Fourier Series Generated by Additive Prime Factor Functions
Dimitris Vartziotis
TL;DR
The paper addresses representing additive prime-factor statistics in a spectral-geometric framework by exploiting the exact prime-indexed decomposition of $B(n)$. It defines a sparse Fourier series $F_n(t)=\sum_{p\le n} v_p(n!)\, e^{i p t}$, whose $L^2$ structure is governed by factorial valuations and exploits mutually orthogonal prime frequencies via the lack of cross terms. The work links additive number theory to circulant Hermitian polygon transformations, framing $F_n$ as a continuous analogue of Fourier polygons with prime frequencies. Through analytic identities and experimental planar-geometry observations, it provides an arithmetic foundation for prime-related spectral geometry and motivates further theoretical and experimental investigations into the multiscale patterns of the resulting planar curves.
Abstract
We introduce a rigorous arithmetic--spectral construction associating planar geometric objects with additive prime factor statistics.
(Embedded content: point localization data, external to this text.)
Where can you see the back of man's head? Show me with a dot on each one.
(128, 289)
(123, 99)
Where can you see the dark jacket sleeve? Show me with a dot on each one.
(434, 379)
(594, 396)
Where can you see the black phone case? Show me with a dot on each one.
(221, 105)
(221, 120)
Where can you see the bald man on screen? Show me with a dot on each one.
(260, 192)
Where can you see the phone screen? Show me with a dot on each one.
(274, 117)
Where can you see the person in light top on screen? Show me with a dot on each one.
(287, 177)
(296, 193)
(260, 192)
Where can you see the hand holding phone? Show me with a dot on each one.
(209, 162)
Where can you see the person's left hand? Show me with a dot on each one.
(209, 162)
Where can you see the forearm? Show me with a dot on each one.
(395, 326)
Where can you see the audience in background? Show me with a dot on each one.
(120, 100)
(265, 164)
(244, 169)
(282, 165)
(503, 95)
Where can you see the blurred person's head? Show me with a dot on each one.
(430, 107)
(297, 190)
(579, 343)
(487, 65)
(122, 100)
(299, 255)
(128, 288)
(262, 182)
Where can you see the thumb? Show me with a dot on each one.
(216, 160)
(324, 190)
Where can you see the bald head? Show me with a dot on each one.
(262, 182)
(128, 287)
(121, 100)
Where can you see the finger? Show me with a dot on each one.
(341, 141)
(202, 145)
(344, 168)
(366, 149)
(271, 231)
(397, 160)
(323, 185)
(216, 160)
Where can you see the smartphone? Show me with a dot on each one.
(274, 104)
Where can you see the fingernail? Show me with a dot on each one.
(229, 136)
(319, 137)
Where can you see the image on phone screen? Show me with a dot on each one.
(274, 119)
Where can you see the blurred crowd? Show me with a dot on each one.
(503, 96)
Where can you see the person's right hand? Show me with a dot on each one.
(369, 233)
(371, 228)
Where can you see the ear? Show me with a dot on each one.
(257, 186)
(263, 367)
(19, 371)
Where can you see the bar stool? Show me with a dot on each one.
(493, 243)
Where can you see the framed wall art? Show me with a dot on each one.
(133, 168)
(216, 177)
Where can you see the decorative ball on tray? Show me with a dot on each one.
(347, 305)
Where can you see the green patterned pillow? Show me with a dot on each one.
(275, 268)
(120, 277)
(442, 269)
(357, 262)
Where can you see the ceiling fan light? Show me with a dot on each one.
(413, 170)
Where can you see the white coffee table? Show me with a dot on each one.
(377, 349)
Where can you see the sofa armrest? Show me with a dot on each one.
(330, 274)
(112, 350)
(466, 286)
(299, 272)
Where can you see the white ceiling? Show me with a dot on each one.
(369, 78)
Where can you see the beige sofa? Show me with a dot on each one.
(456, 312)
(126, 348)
Let $\mathrm{sopfr}(n)$ denote the sum of prime factors of $n$, counted with multiplicity, and define the summatory function $B(x) = \sum_{n \le x} \mathrm{sopfr}(n)$. It is known that $B(x) \sim \frac{π^2 x^2}{12 \log x}$ as $x \to \infty$. We show that $B(n)$ admits an exact prime-indexed decomposition $B(n) = \sum_{p \le n} p\, v_p(n!)$, where $v_p(n!)$ denotes the $p$-adic valuation of $n!$. This identity motivates the definition of a sparse prime-indexed Fourier series $F_n(t) = \sum_{p \le n} v_p(n!) e^{i p t}$, which we investigate from analytic and geometric perspectives. We establish precise norm identities, relate the construction to circulant Hermitian polygon transformations whose eigenpolygons are discrete Fourier modes, and examine the planar geometry arising from sampled curves. All geometric observations are explicitly experimental. The results provide a rigorous arithmetic foundation for prime-related Fourier geometry and motivate further theoretical and experimental investigations.